Budgets are uploaded to the General Ledger following approval of the Trust's summary budget by the Trust Board. Each month, the Financial Performance Report contains appendices showing changes to budget at Trust and divisional level starting with the budgets originally approved by the Board. All budgets are held at a cost centre and expense code level on a period basis and reported at an aggregated level for divisional, trust wide or other level as appropriate for summary information. Financial reports are produced from Month one.
The Trust Scheme of Delegation delegates responsibility to budget holders to manage their own budgets. Guidance on managing budgets and the key elements of the Scheme of Delegation are published in the budget book, which is posted on the Trust's intranet. Budgets are set on a combined top down, bottom up approach with the latter taking into account developments and changes identified by divisions and incorporating financial effects in the Trust's overall budget – subject to the constraints (worked on a top down basis) of meeting financial targets and delivering Trust objectives.
Action plans to address material variances are developed at different levels according to the nature and scale of the issue. Adverse variances may be reviewed at any of the following: Divisional Review Meetings, Finance and Performance Management Committee or Financial Management Board.
The enhanced financial performance report includes a summary of activity information and increased information on pay costs, for example analysis of use of agency staff.
Trust policy on virement is covered within SFIs and Scheme of Delegation supplemented by internal procedures on budget changes. Summary budget changes (showing specific significant values) are reported monthly on a Trust wide and divisional basis to the Finance and Performance Management Committee.
The review of variances and actions varies depending on the scale of the issue - high level issues reported to FPC and Board and other issues through the divisional review process and divisional management teams.
Board and Finance and Performance Management Committee reports focus on high level issues which will, or could, materially affect the Trust's or a division's financial performance. The report covers forecast outturn for key financial performance indicators as well as the summary I and E performance. Red/amber/green scoring is used for current period and year-to-date key indicators.
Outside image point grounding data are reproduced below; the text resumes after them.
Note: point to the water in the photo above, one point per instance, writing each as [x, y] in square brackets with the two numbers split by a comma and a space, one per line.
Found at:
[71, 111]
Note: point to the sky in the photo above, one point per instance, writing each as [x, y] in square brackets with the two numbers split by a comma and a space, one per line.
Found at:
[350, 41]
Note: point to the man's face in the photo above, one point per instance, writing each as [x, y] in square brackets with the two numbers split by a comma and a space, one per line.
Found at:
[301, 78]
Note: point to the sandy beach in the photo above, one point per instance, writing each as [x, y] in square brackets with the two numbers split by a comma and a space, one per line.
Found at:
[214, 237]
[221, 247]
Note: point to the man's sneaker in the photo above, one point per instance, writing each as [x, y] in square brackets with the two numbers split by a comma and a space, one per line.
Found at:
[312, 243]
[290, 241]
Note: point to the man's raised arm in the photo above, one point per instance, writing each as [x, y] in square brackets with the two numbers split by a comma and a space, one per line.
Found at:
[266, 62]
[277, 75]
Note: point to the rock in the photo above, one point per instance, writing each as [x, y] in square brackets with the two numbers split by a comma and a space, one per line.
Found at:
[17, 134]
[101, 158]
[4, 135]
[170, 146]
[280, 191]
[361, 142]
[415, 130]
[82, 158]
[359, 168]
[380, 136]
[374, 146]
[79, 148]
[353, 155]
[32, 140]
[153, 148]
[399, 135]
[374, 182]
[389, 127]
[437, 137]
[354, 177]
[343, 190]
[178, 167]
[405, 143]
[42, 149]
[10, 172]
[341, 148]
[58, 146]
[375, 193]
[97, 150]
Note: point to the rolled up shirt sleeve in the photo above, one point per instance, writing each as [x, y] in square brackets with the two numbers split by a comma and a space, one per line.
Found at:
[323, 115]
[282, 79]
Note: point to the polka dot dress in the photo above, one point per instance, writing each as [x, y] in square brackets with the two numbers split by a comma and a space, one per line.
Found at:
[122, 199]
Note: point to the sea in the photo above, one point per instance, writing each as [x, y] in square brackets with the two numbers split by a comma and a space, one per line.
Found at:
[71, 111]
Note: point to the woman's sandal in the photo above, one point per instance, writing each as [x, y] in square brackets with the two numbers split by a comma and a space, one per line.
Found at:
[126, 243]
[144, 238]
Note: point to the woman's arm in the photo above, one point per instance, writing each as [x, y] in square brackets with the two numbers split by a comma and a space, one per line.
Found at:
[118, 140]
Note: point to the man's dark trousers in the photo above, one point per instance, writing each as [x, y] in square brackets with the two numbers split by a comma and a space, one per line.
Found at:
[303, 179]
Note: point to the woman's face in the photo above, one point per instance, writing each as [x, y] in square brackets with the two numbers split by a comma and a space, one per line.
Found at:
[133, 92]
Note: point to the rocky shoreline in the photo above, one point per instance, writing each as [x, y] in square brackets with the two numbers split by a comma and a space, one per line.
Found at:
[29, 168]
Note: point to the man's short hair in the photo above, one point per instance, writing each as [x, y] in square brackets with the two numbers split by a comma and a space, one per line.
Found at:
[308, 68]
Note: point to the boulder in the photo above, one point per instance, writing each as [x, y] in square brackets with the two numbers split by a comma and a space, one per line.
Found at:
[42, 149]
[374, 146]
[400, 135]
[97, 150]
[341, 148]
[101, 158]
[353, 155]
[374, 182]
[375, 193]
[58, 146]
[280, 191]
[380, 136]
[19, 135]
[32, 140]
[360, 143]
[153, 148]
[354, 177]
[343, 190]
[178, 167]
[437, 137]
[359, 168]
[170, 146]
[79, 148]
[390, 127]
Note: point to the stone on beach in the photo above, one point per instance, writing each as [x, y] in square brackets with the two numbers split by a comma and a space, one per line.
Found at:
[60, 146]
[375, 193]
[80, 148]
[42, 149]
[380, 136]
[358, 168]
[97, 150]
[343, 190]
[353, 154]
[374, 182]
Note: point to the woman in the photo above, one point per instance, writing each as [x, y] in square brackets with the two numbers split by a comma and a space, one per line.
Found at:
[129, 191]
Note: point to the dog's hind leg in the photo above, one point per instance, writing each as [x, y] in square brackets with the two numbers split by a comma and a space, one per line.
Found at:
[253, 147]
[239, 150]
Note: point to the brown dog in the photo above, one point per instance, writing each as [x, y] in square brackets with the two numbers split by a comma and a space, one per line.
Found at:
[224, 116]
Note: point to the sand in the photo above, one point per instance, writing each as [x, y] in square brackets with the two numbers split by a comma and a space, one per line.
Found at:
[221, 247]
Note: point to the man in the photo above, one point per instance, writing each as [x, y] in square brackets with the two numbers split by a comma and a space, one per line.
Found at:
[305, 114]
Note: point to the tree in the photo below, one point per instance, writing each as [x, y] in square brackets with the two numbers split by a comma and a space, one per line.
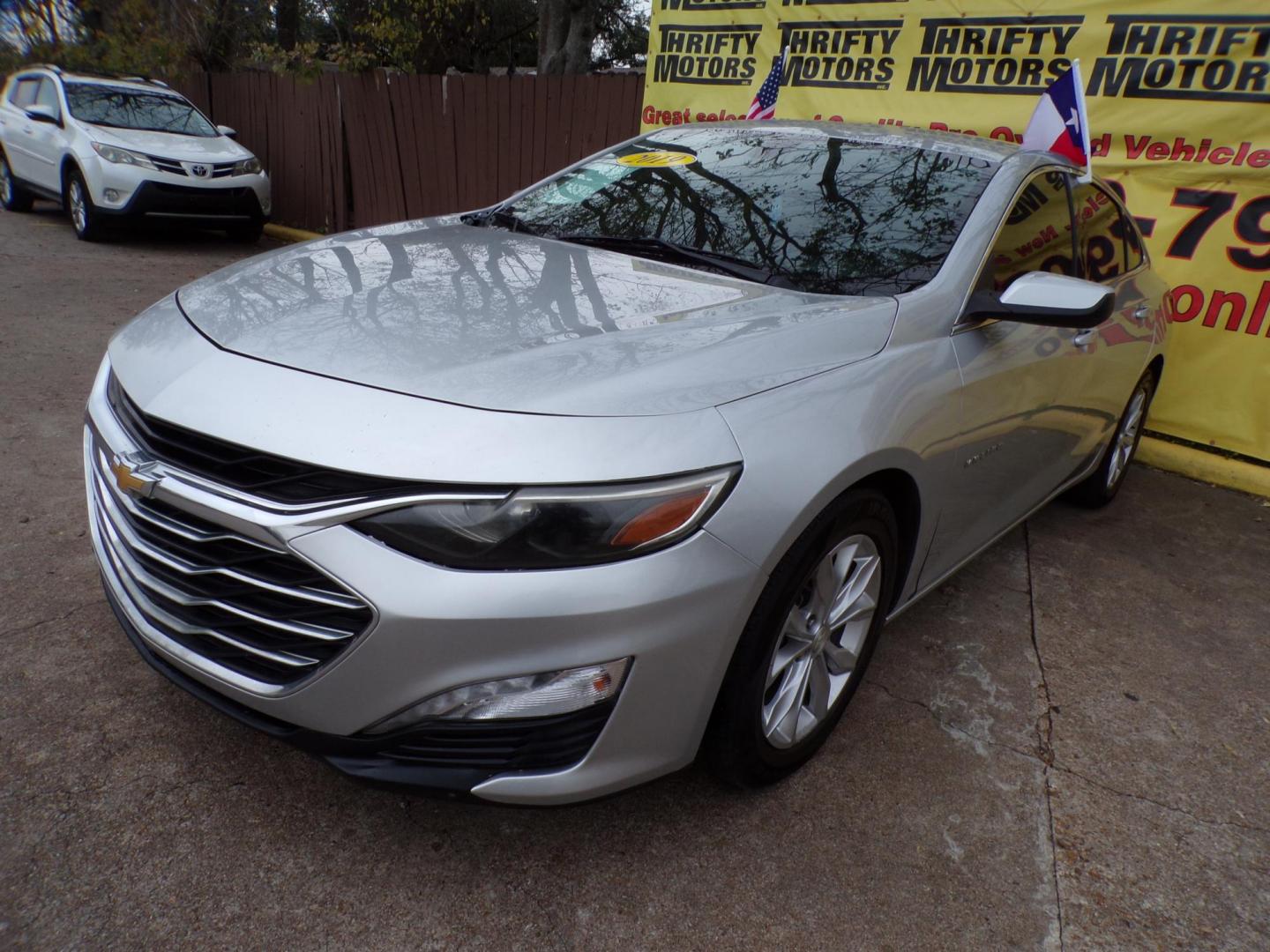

Non recurrent budgets are specifically identified and established solely to address non-recurrent funding sources or other non-recurrent changes or developments. They are removed at the start of the subsequent year's financial planning process and not carried into the following year's budget. On CIPs, all schemes are identified as recurrent or non recurrent and divisions are required to make good any full year effects of non recurrent schemes in the following year as part of initial setting of the CIP.